Des luttes pour la sauvegarde de certains joyaux de notre patrimoine, il y en a à la tonne. Des échecs, des histoires d'horreur et des exemples de destruction aussi. Chaque année, des dizaines d'églises sont transformées en condos dans la plus grande indifférence. Des immeubles classés patrimoniaux ou en voie de l'être sont mystérieusement détruits par le feu alors que les propriétaires y effectuent des travaux.

Il faut remuer ciel et terre et ameuter l'Assemblée nationale pour sauver le manuscrit d'un poème d'Émile Nelligan ou l'une des demeures de Félix Leclerc. 

Ça prend du temps et la force d'un géant pour convaincre les autorités de la valeur patrimoniale d'un lieu ou d'un objet.

Depuis la démolition de la maison Van Horne, en 1973 (qui a mené à la création des organismes Sauvons Montréal et, plus tard, Héritage Montréal), beaucoup de gestes positifs ont été faits pour préserver notre patrimoine. Mais des catastrophes continuent quand même de se produire.

Des exemples récents? L'ancien édifice des services de l'immigration du Canada de la rue Saint-Antoine est passé sous le pic des démolisseurs en janvier 2016. Le bâtiment avait pourtant fait l'objet d'un énoncé d'intérêt patrimonial de la part de l'Office de consultation publique de la Ville de Montréal.

Au nom de l'avancement des travaux de l'échangeur Turcot, le site archéologique du Village des tanneries, datant du XVIIIe siècle, a été démoli «en catimini» par le ministère des Transports en septembre 2015. Les archéologues qui avaient entrepris des recherches n'ont pas eu le temps de les terminer.

La maison Redpath a croulé sous les pelles en mars 2014 après un long combat pour sa survie. Cette demeure, l'un des rares exemples du style Queen Anne à Montréal, était abandonnée depuis les années 80.

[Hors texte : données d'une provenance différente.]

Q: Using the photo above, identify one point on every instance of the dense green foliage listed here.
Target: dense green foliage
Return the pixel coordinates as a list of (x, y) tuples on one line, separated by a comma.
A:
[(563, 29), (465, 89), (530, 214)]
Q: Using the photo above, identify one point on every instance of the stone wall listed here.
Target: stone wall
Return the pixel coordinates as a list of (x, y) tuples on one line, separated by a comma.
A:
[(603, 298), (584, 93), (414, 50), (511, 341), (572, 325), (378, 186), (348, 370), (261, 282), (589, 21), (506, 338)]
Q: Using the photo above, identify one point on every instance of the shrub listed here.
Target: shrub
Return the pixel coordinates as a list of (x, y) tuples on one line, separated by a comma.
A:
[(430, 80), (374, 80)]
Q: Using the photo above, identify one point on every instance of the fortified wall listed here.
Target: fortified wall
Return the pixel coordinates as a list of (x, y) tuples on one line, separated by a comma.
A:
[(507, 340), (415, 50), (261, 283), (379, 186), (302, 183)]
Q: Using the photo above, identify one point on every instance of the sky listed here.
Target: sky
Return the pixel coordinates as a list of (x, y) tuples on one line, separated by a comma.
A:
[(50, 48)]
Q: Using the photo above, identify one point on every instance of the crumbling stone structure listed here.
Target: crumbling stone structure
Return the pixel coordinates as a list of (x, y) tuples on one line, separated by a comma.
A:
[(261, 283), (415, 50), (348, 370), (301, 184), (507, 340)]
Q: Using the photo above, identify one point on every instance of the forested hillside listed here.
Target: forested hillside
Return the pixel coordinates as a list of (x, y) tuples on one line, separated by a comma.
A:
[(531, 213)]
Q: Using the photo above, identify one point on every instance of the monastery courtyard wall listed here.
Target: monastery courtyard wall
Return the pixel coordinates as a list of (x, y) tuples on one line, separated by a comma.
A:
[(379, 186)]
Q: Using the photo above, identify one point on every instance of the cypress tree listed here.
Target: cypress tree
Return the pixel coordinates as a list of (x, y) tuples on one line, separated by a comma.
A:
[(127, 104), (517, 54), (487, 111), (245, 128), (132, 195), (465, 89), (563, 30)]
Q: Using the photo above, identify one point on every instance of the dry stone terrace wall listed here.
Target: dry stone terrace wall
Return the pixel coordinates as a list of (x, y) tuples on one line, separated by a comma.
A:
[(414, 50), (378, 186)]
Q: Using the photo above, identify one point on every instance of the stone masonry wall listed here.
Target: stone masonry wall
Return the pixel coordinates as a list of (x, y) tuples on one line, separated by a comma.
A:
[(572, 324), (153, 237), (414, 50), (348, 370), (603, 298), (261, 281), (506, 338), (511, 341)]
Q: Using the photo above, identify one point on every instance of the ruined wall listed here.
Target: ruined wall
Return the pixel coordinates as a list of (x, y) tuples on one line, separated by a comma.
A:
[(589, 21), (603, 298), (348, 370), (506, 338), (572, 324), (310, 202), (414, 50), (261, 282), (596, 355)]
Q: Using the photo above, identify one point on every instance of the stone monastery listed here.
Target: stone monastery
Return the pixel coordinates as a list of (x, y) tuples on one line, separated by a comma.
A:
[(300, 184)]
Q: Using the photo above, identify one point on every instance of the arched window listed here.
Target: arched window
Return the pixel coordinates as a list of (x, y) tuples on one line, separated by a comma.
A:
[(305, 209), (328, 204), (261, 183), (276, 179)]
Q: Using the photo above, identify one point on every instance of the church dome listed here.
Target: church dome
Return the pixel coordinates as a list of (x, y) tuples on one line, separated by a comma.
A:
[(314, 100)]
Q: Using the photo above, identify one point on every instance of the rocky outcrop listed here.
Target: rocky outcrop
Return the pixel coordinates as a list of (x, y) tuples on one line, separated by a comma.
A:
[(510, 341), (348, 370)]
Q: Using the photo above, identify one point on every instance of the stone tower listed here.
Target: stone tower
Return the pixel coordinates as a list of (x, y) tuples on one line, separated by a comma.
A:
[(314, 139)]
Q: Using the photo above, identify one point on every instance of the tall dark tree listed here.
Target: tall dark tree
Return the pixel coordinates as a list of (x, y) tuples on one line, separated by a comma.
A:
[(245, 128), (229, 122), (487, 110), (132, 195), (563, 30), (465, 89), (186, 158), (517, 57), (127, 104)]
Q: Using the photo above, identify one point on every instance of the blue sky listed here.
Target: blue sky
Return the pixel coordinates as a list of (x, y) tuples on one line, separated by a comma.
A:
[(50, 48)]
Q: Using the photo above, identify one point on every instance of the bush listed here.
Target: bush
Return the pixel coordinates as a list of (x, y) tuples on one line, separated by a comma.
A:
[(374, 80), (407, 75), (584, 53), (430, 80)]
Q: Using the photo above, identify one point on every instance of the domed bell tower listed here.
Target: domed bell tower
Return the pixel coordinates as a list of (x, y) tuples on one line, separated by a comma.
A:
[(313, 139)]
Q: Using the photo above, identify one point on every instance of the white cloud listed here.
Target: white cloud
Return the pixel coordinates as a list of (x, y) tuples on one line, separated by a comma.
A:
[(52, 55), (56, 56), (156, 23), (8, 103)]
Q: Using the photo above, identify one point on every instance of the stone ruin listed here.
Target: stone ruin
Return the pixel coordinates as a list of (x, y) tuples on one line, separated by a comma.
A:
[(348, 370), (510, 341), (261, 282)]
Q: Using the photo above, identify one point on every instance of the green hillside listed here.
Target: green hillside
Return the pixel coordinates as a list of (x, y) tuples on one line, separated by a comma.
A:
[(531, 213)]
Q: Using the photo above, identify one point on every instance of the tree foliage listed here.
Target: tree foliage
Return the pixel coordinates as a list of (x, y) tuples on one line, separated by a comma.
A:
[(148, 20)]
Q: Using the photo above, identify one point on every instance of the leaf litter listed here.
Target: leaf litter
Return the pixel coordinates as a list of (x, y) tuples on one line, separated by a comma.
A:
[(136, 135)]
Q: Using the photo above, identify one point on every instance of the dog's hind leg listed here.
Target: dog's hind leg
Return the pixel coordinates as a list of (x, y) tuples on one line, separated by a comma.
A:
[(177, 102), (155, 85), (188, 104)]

Je pourrais continuer longtemps comme ça. Tout ça pour vous dire que je veux bien que l'on pleure sur la triste agonie de la Pitoune et que l'on milite dans la rue pour exiger sa renaissance (ce qui devrait arriver, à mon avis, à l'été 2018 dans le cadre d'une grande opération de marketing).

Mais j'aimerais bien que l'on déploie, pour la survie du patrimoine montréalais, la même énergie qu'on dépense pour la sauvegarde de la Pitoune. Ce type de comparaison me trouble, me donne le tournis, me donne le goût de m'installer dans la Grande Roue et d'y rester jusqu'à l'arrivée de l'hiver.